The picture below shows an example of a Calibration Excel file for the deuterated.

An example of the Calibration Deuterated and Calibration Nonlabeled Excel files can be downloaded here:

Calibration_Deuterated.xlsx

Calibration_NonLabeled.xlsx

3.5 User’s Excel File

If you already have a matrix file containing the abundance for each lipid, you need just two Excel files: a Target File and a Data Matrix File. Here the Target File has only one mandatory column, the SampleID. The Data Matrix (.xlsx file) must have the list of the lipids in the first column, which must be called “Lipids”, and then the samples (or replicates) in the following columns, with the column names that are the same of the SampleID from the Target File. It is not necessary that the matrix is full (i.e. without missing values) since after uploaded, it is possible to filter and impute NAs. The picture below shows an example of a Data Matrix Excel file.

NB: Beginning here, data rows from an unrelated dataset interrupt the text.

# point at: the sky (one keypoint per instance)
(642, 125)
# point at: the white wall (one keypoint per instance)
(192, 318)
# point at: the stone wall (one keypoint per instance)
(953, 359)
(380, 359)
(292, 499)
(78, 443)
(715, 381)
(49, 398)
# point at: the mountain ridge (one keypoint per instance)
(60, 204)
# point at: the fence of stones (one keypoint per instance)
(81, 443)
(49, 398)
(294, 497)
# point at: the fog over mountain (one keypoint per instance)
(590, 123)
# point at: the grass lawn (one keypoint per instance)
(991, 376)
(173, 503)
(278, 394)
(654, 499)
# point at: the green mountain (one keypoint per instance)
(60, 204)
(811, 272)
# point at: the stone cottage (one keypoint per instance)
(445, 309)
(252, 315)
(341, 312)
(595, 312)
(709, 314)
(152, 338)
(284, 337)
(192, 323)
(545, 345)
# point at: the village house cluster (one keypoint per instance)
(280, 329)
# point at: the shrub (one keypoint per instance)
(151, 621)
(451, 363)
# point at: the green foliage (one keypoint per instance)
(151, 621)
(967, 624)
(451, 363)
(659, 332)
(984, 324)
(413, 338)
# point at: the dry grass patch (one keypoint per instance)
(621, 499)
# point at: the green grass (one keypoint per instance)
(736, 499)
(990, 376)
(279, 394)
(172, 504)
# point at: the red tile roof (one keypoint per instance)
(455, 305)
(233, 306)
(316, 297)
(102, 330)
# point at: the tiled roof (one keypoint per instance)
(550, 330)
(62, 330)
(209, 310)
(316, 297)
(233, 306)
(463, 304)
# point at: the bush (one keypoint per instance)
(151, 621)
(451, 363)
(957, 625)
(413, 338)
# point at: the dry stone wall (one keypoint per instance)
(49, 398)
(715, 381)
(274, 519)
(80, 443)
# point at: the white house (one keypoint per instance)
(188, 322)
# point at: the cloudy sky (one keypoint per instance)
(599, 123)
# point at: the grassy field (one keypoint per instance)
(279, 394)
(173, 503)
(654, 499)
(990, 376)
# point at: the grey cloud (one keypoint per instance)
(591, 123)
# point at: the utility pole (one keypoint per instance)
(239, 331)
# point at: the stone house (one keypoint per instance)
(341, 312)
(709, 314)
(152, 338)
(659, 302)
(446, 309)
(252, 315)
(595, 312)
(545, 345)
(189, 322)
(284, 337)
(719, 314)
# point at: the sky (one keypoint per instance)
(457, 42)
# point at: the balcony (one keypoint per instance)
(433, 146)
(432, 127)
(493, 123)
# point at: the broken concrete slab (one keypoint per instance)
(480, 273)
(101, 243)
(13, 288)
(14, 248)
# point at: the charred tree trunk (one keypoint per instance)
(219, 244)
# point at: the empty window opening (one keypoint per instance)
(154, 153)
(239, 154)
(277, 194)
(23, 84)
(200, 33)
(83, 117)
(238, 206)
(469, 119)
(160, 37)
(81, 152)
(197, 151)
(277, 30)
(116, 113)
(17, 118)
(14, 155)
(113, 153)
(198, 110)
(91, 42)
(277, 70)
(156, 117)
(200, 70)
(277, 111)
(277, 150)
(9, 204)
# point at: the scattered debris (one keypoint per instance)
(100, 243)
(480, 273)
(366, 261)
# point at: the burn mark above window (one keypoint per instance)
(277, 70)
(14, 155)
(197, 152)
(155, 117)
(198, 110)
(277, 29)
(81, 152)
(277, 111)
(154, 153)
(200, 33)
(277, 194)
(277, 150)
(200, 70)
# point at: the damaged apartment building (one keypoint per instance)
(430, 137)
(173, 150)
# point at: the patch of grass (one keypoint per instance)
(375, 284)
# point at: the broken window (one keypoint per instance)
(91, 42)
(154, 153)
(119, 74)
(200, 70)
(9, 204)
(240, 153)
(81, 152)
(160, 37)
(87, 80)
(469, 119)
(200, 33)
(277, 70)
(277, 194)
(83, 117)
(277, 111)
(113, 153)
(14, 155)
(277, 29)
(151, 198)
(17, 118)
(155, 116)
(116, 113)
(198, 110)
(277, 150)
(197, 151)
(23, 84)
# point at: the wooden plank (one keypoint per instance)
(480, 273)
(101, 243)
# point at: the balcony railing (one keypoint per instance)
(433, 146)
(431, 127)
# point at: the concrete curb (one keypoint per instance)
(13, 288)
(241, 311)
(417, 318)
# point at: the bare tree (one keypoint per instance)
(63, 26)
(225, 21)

NOTE The column names in the data matrix must follow the same SampleID rules described in Section 3.2.

An example of the Data Matrix can be downloaded from here:

Excel_Data_Matrix.xlsx

3.6 SummarizedExperiment

ADViSELipidomics allows the user to load a SummarizedExperiment (SE) object, saved as a .rds file, already prepared or previously downloaded after running ADViSELipidomics. Since the required SE object has a complex structure, we do not recommend uploading a SE object that was not downloaded from ADViSELipidomics. The idea behind this option was that the user can save the SE object after the preprocessing steps and performs the exploratory and statistical analysis at another moment.

3.7 Metabolomics Workbench

In the case of Metabolomics Workbench, you don not need to import anything, because ADViSELipidomics downloads a selected Metabolomics Workbench experiment and converts it into an SE object. Internet connection is required.